Closer analysis, however, reveals underlying elements that make director John Madden’s follow-up to his 2012 ensemble piece “The Best Exotic Marigold Hotel” a morally mixed journey not to be undertaken without the passport of a seasoned judgment.
In returning to the eccentric Indian hostelry that served as the primary setting for his original movie, Madden doesn’t spare much thought for viewers unfamiliar with that earlier opus. The roll call of guests that makes up a part of the Marigold’s morning routine — and that serves as a precaution against any resident’s death in the night going unnoticed — presents us with, but fails to introduce, repeat characters.
Thus newcomers to the story will have to discover for themselves the variety of romantic difficulties besetting the inmates of this innovative — and very pleasant — substitute for an old-age home. Would-be couple Evelyn and Douglas (Judi Dench and Bill Nighy), for example, are too reticent to follow through on their feelings for each other.
Recovering lothario Norman (Ronald Pickup) is having difficulty adjusting to his newly exclusive relationship with girlfriend Carol (Diana Hardcastle). So much so, that Norman fears his idle complaints to a local cabbie during an inebriated taxi ride, together with his extravagant overpayment of the fare, may have been mistaken for a request to have his style-cramping companion eliminated.
Marriage-minded Madge (Celia Imrie) is spoiled for choice, unable to decide which of her two ardent — and eminently eligible — suitors she should accept.
As for Sonny (Dev Patel), the good-hearted young man who shares management duties at the Marigold with sharp-tongued former guest Muriel (Maggie Smith), his preoccupation with expanding their business interferes with the preparations for his wedding to fiancee Sunaina (Tina Desai).
His striving for new heights also leads Sonny to decide, impulsively, that self-identified novelist Guy Chambers (Richard Gere) is really the undercover inspector hotel-chain magnate, and potential Marigold investor, Ty Burley (David Strathairn) has dispatched to evaluate the lodging.
A vast pool of veteran talent and the appeal of Patel’s grandiloquent patter serve as reliable resources for Madden.

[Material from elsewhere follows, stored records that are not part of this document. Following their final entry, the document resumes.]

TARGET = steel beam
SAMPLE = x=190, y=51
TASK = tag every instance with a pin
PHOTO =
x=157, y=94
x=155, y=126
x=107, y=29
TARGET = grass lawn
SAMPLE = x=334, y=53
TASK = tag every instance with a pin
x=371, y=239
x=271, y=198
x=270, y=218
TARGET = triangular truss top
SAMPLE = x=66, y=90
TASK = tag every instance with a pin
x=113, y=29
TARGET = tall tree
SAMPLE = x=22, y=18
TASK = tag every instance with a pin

But, in drawing once again on material that originated with Deborah Moggach’s 2004 novel “These Foolish Things,” Madden takes unwed liaisons and living arrangements as a given.
Ol Parker’s screenplay, moreover, though its dialogue is, for the most part, suitable for teatime, seems to stack the emotional deck against the long-lived, though turbulent, marriage uniting Douglas with acerbic Jean (Penelope Wilton). Douglas would do well, we’re apparently meant to infer, to jettison the unsympathetic Jean in favor of a bright future with Evelyn.
The film contains acceptability of divorce, benignly viewed premarital situations, several sexual references, at least one use of profanity and a few crass terms. The Catholic News Service classification is A-III — adults. The Motion Picture Association of America rating is PG — parental guidance suggested. Some material may not be suitable for children.
Mulderig is on the staff of Catholic News Service.